Google DeepMind has announced Gemini 2.5 Ultra, a research-oriented variant of its flagship multimodal model. The new release is designed to compete with the latest reasoning models from OpenAI and Anthropic, with particular emphasis on scientific literature, mathematics, and long-document analysis.
Native Tool Use and Workspace Integration
Gemini 2.5 Ultra can call Google Search, Google Scholar, and internal enterprise knowledge bases as part of its reasoning chain. Users inside Google Workspace can ask the model to summarize a long Gmail thread, pull numbers from Sheets, and generate a Slides outline without leaving the sidebar. Google says this is the first Gemini model where tool use is native rather than orchestrated by a separate system.

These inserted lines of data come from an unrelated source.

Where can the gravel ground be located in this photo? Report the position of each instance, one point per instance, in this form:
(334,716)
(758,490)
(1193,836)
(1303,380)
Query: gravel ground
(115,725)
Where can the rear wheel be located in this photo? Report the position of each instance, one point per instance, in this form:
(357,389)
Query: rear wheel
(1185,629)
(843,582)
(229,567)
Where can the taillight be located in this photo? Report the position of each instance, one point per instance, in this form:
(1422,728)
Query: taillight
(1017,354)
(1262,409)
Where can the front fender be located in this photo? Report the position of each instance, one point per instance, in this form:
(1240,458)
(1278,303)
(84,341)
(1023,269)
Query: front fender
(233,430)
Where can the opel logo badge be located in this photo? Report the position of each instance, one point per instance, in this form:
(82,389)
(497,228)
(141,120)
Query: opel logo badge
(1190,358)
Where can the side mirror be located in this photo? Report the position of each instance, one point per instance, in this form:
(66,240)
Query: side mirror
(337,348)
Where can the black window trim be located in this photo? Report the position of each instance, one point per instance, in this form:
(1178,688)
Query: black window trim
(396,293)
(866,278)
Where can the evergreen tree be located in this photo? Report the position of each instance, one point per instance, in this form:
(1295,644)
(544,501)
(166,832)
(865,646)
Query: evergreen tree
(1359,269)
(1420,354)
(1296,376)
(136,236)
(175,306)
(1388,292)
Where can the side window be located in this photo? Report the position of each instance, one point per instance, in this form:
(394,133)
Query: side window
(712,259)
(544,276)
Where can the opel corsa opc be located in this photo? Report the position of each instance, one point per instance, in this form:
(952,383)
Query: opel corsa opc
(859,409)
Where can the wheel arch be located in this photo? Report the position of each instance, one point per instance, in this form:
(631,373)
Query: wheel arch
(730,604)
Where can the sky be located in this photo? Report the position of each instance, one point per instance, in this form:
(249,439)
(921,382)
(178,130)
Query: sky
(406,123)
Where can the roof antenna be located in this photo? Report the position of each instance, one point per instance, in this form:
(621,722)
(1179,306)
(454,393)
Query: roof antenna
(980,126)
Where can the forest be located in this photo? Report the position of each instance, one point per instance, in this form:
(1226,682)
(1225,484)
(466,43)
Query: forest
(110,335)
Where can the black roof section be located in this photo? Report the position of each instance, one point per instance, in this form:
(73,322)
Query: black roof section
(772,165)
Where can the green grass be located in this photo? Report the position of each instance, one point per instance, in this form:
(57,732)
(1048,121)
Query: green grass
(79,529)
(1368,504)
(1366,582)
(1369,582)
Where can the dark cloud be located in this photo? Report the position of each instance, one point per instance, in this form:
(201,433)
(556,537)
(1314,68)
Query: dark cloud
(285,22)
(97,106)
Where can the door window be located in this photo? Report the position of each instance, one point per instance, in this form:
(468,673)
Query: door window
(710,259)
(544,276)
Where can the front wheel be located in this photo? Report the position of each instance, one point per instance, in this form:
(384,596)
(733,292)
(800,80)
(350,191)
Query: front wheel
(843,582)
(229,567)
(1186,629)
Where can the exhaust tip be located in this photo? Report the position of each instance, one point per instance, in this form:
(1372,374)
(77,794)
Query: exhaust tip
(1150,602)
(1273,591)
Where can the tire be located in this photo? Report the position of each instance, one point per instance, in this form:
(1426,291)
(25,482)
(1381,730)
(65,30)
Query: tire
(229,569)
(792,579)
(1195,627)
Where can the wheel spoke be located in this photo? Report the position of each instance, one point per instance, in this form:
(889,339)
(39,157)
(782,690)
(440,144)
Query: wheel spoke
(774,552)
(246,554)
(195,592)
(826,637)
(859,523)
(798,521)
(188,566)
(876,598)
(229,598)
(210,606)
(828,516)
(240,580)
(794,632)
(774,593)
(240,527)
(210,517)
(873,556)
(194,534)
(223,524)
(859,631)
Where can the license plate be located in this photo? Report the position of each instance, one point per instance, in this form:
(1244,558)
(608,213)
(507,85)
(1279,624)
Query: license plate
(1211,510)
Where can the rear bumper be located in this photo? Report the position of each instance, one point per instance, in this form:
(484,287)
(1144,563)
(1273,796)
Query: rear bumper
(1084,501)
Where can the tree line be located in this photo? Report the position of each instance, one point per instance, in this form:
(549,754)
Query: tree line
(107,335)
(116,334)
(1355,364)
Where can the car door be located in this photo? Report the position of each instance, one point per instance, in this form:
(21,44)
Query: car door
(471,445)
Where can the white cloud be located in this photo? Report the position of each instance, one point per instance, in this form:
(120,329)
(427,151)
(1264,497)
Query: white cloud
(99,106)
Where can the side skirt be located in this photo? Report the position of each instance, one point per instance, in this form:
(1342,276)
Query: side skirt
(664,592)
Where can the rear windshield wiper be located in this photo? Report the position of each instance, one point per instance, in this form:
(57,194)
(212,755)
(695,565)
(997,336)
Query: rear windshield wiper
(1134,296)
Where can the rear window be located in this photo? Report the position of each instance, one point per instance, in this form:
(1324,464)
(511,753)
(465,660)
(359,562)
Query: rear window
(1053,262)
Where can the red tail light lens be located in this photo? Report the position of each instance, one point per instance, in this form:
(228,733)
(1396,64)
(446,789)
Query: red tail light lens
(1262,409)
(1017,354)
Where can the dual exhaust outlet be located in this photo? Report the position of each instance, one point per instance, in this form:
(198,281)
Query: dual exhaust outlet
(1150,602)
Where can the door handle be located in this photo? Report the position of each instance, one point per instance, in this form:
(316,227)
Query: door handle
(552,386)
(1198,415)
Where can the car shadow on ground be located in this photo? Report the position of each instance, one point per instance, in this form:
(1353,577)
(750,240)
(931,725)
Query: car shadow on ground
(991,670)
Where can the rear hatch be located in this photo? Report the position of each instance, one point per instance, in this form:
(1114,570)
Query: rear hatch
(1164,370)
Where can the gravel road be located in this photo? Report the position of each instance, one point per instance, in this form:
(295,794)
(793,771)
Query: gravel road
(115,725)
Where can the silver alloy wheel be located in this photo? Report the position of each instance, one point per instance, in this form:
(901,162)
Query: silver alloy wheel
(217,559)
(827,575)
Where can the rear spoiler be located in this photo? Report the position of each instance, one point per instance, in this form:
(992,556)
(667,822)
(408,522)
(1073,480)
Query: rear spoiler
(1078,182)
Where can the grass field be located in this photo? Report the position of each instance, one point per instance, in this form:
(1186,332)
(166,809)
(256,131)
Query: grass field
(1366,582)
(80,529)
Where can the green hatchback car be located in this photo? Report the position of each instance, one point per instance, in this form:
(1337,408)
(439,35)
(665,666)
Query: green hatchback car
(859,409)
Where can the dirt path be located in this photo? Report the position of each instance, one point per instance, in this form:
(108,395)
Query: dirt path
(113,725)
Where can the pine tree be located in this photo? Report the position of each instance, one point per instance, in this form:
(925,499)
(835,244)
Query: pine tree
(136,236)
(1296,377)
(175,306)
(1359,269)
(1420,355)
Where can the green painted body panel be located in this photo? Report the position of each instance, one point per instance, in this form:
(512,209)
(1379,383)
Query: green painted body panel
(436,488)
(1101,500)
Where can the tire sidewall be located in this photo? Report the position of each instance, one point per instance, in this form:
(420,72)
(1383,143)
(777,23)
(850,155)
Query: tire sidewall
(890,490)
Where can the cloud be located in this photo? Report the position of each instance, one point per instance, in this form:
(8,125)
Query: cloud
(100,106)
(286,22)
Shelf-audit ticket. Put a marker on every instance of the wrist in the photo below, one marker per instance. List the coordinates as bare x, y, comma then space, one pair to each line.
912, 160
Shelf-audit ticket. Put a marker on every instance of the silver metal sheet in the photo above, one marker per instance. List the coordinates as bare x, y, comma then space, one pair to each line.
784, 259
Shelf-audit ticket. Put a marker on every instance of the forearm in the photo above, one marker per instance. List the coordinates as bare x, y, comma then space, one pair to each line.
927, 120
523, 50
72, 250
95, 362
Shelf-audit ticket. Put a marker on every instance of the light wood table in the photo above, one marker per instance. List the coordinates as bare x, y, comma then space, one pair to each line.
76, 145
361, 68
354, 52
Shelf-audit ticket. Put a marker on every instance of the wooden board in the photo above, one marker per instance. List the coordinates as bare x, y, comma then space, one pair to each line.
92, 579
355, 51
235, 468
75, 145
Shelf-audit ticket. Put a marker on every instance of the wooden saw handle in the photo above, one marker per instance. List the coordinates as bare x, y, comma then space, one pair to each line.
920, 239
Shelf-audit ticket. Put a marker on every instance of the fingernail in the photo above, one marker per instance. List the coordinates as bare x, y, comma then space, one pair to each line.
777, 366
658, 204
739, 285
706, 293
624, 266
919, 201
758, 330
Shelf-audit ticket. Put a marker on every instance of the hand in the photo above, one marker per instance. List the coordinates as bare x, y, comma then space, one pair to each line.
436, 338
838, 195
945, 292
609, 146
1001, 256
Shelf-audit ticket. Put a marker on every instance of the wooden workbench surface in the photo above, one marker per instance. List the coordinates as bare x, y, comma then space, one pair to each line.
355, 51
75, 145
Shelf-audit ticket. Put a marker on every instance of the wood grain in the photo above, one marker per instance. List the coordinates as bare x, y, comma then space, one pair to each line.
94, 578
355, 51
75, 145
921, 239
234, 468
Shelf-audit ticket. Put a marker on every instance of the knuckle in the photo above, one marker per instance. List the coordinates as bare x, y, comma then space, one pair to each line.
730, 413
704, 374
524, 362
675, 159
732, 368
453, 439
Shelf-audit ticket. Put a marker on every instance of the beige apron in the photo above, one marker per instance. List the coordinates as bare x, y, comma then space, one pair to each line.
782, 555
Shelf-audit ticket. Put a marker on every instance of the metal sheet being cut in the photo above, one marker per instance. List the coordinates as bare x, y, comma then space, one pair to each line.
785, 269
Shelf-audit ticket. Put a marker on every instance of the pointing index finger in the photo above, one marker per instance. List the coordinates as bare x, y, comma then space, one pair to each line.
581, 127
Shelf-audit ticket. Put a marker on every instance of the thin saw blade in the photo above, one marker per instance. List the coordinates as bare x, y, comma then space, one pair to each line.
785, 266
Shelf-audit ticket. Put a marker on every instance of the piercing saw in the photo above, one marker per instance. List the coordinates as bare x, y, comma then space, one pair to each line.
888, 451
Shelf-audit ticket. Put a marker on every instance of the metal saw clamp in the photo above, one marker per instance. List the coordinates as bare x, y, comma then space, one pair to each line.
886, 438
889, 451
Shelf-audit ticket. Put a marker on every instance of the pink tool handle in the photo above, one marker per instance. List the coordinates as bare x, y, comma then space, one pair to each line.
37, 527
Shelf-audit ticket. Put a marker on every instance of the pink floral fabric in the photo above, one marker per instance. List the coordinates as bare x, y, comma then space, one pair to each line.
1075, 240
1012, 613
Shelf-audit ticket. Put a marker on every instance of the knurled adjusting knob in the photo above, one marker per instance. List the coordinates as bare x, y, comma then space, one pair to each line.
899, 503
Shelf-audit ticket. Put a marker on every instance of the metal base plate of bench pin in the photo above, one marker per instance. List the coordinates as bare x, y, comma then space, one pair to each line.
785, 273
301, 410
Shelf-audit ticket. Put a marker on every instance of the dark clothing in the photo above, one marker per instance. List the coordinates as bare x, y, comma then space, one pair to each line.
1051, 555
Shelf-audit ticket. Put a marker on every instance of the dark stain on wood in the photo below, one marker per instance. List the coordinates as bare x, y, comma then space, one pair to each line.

The integration extends to Gmail filters, Calendar scheduling, and Drive permissions. Researchers can build reusable workflows that query documents, extract data tables, and update lab notebooks automatically. Google promises that enterprise data is never used to train the base model without explicit consent.
Benchmark Performance
On internal benchmarks, Gemini 2.5 Ultra reportedly scores above its predecessor on graduate-level science questions, coding interviews, and multilingual understanding. Google has also improved factuality grounding, showing inline citations for web-based answers and highlighting sources in Docs.
Availability
The model is available to Google One AI Premium subscribers, Cloud enterprise customers, and researchers through the Gemini API. Pricing is competitive with other frontier APIs, and Google is offering $300 in credits for new Cloud accounts that want to experiment with the model.
Industry Impact
Industry watchers view this announcement as another sign that the artificial intelligence market is shifting from raw capability demonstrations toward production-ready features. Buyers are increasingly focused on total cost of ownership, data governance, vendor transparency, and long-term support. The move also pressures competitors to respond quickly, which should accelerate innovation and drive more flexible pricing across the market. For end users, the practical result is likely to be better tools, clearer licensing terms, and stronger safety guardrails as the industry matures through 2025 and 2026. Enterprises that move early may capture meaningful workflow efficiencies before these capabilities become table stakes.